E na nossa pacata cidade isso tem uma força ainda maior! Tenho imenso amor e gratidão por Uberaba, mas não dá para negar que existem valores estranhos por aqui!
  Já perdi a conta de quantas vezes ouvi a pergunta "de que família você é?"   Como assim? Da minha oras! Conversas recheadas de sobrenome tem uma frequência bizarra! Ouvi de uma conhecida, pouco após abrir o Espaço Gaia, que se eu quisesse ter sucesso deveria "conviver com as pessoas certas, frequentar as festas certas e tratar muito bem as pessoas certas"!
  E isso não tinha nada haver com networking! 
  Era somente um ataque absurdo da mais pura mentalidade interiorana! Não consigo compreender este raciocínio, embora ele seja bastante visível!
  Estou longe de ser mais pura ou melhor, ao contrário, vivo em atrito constante com meus próprios bichos, mas ainda analiso as pessoas por outro ponto de vista que não seus sapatos.
  Claro que gosto e também tenho meus sapatos assinados, mas meu valor não está nos meus pés. Apenas gosto deles, assim como gosto de qualquer outro que calce bem meus pés e bolsos. E piso com a mesma segurança em cima de ambos!
  Diminuir a maioridade penal numa sociedade que classifica os seus pela aparência, para mim já seria  uma sentença fechada! Hipocrisia utópica falar de bem nascidos condenados! Pensar em pena de morte é presumir genocídio!
  Acho que já é passada a hora de rever nossas necessidades, assumir nossos pecados, rever conceitos e valores. 

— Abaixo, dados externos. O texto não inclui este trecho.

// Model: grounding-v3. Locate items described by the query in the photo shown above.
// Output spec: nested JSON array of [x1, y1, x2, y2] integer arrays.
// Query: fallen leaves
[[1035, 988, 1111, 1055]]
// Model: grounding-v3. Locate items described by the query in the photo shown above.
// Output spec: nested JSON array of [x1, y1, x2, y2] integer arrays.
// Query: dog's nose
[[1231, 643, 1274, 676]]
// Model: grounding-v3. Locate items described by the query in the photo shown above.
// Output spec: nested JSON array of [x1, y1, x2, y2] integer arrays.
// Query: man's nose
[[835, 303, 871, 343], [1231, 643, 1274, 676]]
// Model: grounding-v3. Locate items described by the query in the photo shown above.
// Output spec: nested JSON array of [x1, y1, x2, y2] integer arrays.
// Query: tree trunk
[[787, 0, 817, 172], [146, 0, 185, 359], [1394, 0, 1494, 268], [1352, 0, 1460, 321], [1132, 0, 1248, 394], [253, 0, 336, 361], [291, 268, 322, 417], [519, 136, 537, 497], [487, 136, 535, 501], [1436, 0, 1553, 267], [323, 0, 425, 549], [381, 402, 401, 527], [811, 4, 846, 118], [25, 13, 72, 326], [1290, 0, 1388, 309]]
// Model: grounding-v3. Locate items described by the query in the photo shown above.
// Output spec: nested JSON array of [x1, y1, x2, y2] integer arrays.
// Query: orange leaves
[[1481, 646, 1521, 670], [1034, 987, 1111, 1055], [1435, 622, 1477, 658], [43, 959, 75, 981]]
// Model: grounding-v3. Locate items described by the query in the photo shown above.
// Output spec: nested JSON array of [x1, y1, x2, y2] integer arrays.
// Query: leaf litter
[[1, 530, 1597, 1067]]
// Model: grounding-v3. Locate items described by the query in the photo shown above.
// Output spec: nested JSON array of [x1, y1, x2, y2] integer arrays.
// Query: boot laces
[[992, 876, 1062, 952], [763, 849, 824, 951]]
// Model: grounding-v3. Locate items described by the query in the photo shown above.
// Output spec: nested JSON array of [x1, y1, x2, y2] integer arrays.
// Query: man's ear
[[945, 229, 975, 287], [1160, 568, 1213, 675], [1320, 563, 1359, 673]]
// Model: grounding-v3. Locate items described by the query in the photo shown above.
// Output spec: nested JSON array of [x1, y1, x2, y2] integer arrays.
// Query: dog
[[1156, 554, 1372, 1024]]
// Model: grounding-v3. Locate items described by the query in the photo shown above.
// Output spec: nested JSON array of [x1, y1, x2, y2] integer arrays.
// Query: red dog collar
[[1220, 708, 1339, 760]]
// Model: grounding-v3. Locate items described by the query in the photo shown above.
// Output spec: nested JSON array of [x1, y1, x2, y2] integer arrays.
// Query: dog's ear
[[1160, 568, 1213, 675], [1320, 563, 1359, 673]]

  O mundo não vai acabar no dia 21 de dezembro, ele vem acabando um pouco a cada dia, e não se acaba somente nas grandes tragédias, ele se perde também nas "tragédias permitidas" do nosso dia-a-dia! A cada comentário maldoso sobre aparência ou preferências alheias,  a cada necessidade urgente de uma nova inutilidade, a cada mentira contada na vontade ser o que não somos, a cada gesto de esperteza para conseguir aquela vaga no estacionamento, a cada delicada infração quando dirigimos falando ao celular, colocamos filhos em filas diferentes no supermercado ou rapidamente estacionamos em fila dupla!
  Não há meio pecado, meio crime, meio erro, estamos seguindo e arrastando conosco uma sequencia de erros, pecados e deslizes, criando nossos monstros.